Testa Luca, Zoccai Giuseppe Biondi, Porto Italo, Trotta Graziana, Agostoni Pierfrancesco, Andreotti Felicita, Crea Filippo
Institute of Cardiology, John Radcliffe Hospital, Oxford, United Kingdom, and Division of Cardiology, University of Turin, Italy.
Am J Cardiol. 2007 Jun 15;99(12):1637-42. doi: 10.1016/j.amjcard.2007.01.052. Epub 2007 Apr 27.

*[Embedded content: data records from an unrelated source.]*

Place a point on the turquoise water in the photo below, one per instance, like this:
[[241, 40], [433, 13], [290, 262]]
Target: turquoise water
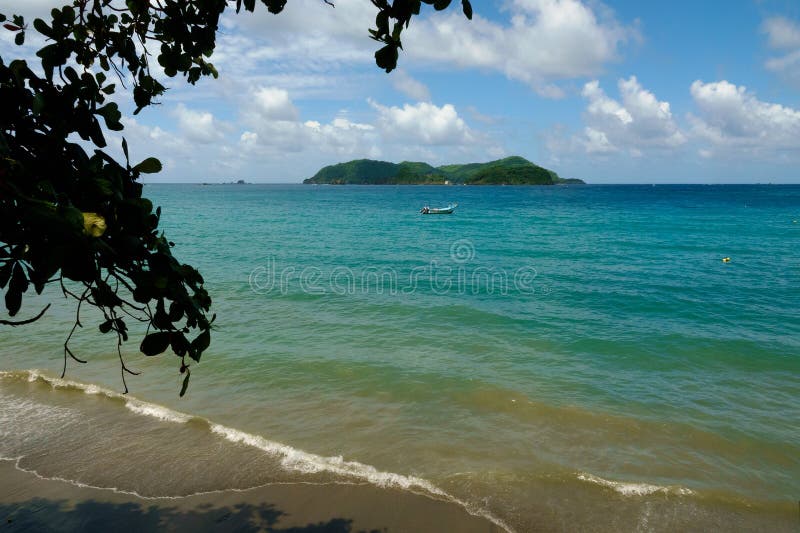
[[553, 357]]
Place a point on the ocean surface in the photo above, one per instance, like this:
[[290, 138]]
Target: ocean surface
[[553, 358]]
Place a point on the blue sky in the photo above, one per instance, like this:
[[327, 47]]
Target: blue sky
[[615, 92]]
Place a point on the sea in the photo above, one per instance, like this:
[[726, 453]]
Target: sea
[[565, 358]]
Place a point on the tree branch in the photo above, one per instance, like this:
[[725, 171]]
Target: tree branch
[[15, 323]]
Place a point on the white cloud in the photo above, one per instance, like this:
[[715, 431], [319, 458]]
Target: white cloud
[[597, 142], [272, 103], [734, 121], [197, 126], [637, 123], [424, 123], [783, 35], [545, 41], [410, 87]]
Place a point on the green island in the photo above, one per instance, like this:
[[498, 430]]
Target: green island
[[513, 170]]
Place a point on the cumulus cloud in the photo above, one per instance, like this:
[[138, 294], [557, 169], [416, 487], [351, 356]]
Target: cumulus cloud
[[424, 123], [272, 103], [545, 41], [410, 87], [734, 120], [783, 35], [635, 123], [198, 126]]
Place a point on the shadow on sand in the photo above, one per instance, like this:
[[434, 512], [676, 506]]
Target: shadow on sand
[[91, 516]]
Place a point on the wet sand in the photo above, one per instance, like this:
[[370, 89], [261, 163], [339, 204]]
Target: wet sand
[[28, 503]]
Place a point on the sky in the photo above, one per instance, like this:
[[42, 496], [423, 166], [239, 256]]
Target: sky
[[620, 91]]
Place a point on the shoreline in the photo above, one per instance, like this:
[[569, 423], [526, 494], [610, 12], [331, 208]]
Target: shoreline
[[31, 503]]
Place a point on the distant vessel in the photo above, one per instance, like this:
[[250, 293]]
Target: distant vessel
[[438, 210]]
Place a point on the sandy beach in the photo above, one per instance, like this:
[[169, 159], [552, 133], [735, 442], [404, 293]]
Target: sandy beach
[[28, 503]]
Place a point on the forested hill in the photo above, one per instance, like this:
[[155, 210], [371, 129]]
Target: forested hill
[[509, 171]]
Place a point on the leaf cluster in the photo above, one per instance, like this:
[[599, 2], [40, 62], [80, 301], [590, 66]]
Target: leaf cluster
[[72, 214]]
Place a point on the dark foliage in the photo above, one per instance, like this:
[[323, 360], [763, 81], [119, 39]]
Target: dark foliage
[[78, 218]]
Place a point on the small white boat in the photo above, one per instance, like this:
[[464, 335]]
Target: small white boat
[[438, 210]]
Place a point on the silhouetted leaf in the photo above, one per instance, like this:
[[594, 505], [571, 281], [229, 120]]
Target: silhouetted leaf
[[185, 384], [151, 165], [155, 343], [467, 8]]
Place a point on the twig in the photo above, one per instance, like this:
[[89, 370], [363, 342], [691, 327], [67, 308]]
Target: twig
[[15, 323]]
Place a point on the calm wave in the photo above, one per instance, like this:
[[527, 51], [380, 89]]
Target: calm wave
[[556, 358]]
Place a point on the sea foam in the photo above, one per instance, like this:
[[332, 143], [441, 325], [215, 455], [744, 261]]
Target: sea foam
[[634, 489], [291, 459]]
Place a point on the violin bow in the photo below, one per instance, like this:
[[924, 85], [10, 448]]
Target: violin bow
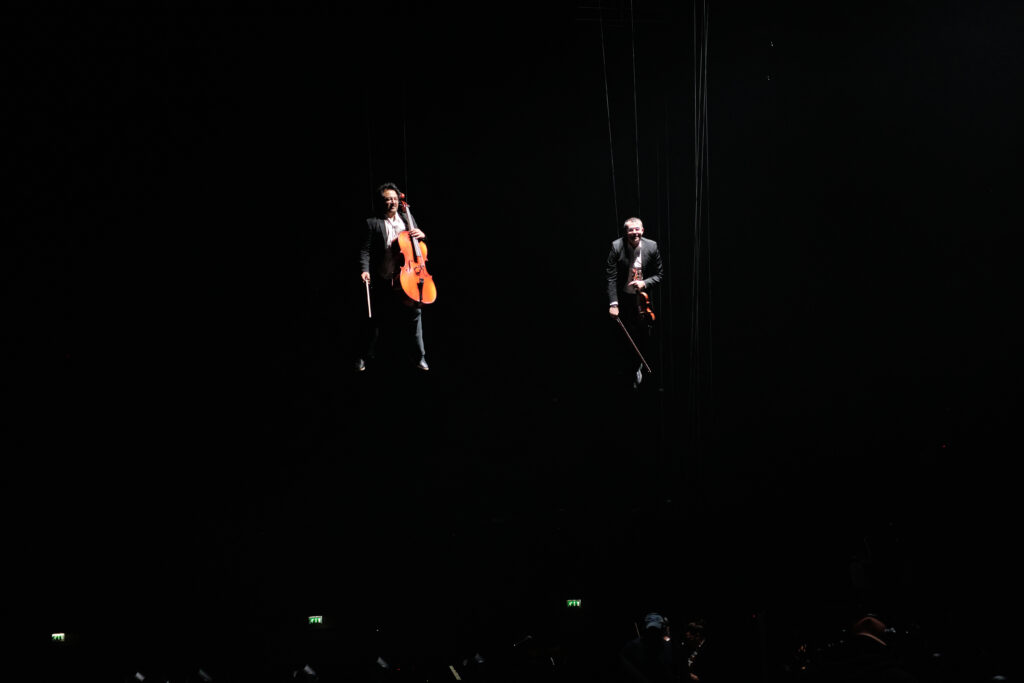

After acute coronary syndromes, the beneficial effect of aspirin plus clopidogrel (A+C) or aspirin plus dose-adjusted warfarin (A+W) compared with aspirin alone is well established. However, these regimens were never compared. To compare the risk-benefit profile of A+C versus A+W after acute coronary syndromes, major medical databases for randomized controlled trials comparing 1 of these combined approaches versus aspirin alone after an acute coronary syndrome (updated June 2006) were searched. Evaluated end points were major adverse events [MAEs: all-cause death, acute myocardial infarction [AMI], thromboembolic stroke, major bleeds, and overall risk of stroke [hemorrhagic or ischemic]). Odds ratios (ORs) with 95% confidence intervals (CIs) were calculated for (1) A+W versus aspirin alone, (2) A+C versus aspirin alone, and (3) A+W versus A+C using adjusted indirect meta-analysis. Thirteen studies were included, totaling 69,741 patients. Ten compared A+W versus aspirin alone and 3 compared A+C versus aspirin alone. Each combined approach yielded a significantly lower risk of MAEs, albeit an increased risk of major bleeds, compared with aspirin alone. No significant difference was found for A+W versus A+C for risk of overall MAEs, death, or AMI. However, A+W versus A+C was associated with a significantly lower risk of thromboembolic stroke (OR 0.53, 95% CI 0.31 to 0.88, number needed to treat 60) and all types of stroke (OR 0.58, 95% CI 0.35 to 0.94, p=0.038), but also with increased risk of major bleeds (OR 1.9, 95% CI 1.2 to 2.8, number needed to harm 300). In conclusion, after an acute coronary syndrome, A+W and A+C are comparable in the prevention of MAEs, death, and AMI compared with aspirin alone. Allocating 100 patients to A+W (at international normalized ratio 2 to 3) with respect to A+C could prevent 17 thromboembolic strokes while causing 3 major bleeds.
急性冠状动脉综合征后,与单用阿司匹林相比,阿司匹林加氯吡格雷(A+C)或阿司匹林加剂量调整的华法林(A+W)的有益效果已得到充分证实。然而,这些治疗方案从未进行过比较。为了比较急性冠状动脉综合征后A+C与A+W的风险效益情况,检索了主要医学数据库中关于急性冠状动脉综合征后比较这些联合治疗方法之一与单用阿司匹林的随机对照试验(2006年6月更新)。评估的终点是主要不良事件[MAEs:全因死亡、急性心肌梗死(AMI)、血栓栓塞性中风、大出血以及总体中风风险(出血性或缺血性)]。使用校正间接荟萃分析计算(1)A+W与单用阿司匹林、(2)A+C与单用阿司匹林以及(3)A+W与A+C的比值比(OR)及95%置信区间(CI)。纳入13项研究,共69741例患者。10项研究比较A+W与单用阿司匹林,3项研究比较A+C与单用阿司匹林。与单用阿司匹林相比,每种联合治疗方法均使MAEs风险显著降低,尽管大出血风险增加。在总体MAEs、死亡或AMI风险方面,未发现A+W与A+C有显著差异。然而,A+W与A+C相比,血栓栓塞性中风风险显著降低(OR 0.53,95%CI 0.31至0.88,需治疗人数60)以及所有类型中风风险显著降低(OR 0.58,95%CI 0.35至0.94,p=0.038),但大出血风险也增加(OR 1.9,95%CI 1.2至2.8,需伤害人数300)。总之,急性冠状动脉综合征后,与单用阿司匹林相比,A+W和A+C在预防MAEs、死亡和AMI方面相当。相对于A+C,将100例患者分配至A+W(国际标准化比值为2至3)可预防17例血栓栓塞性中风,同时导致3例大出血。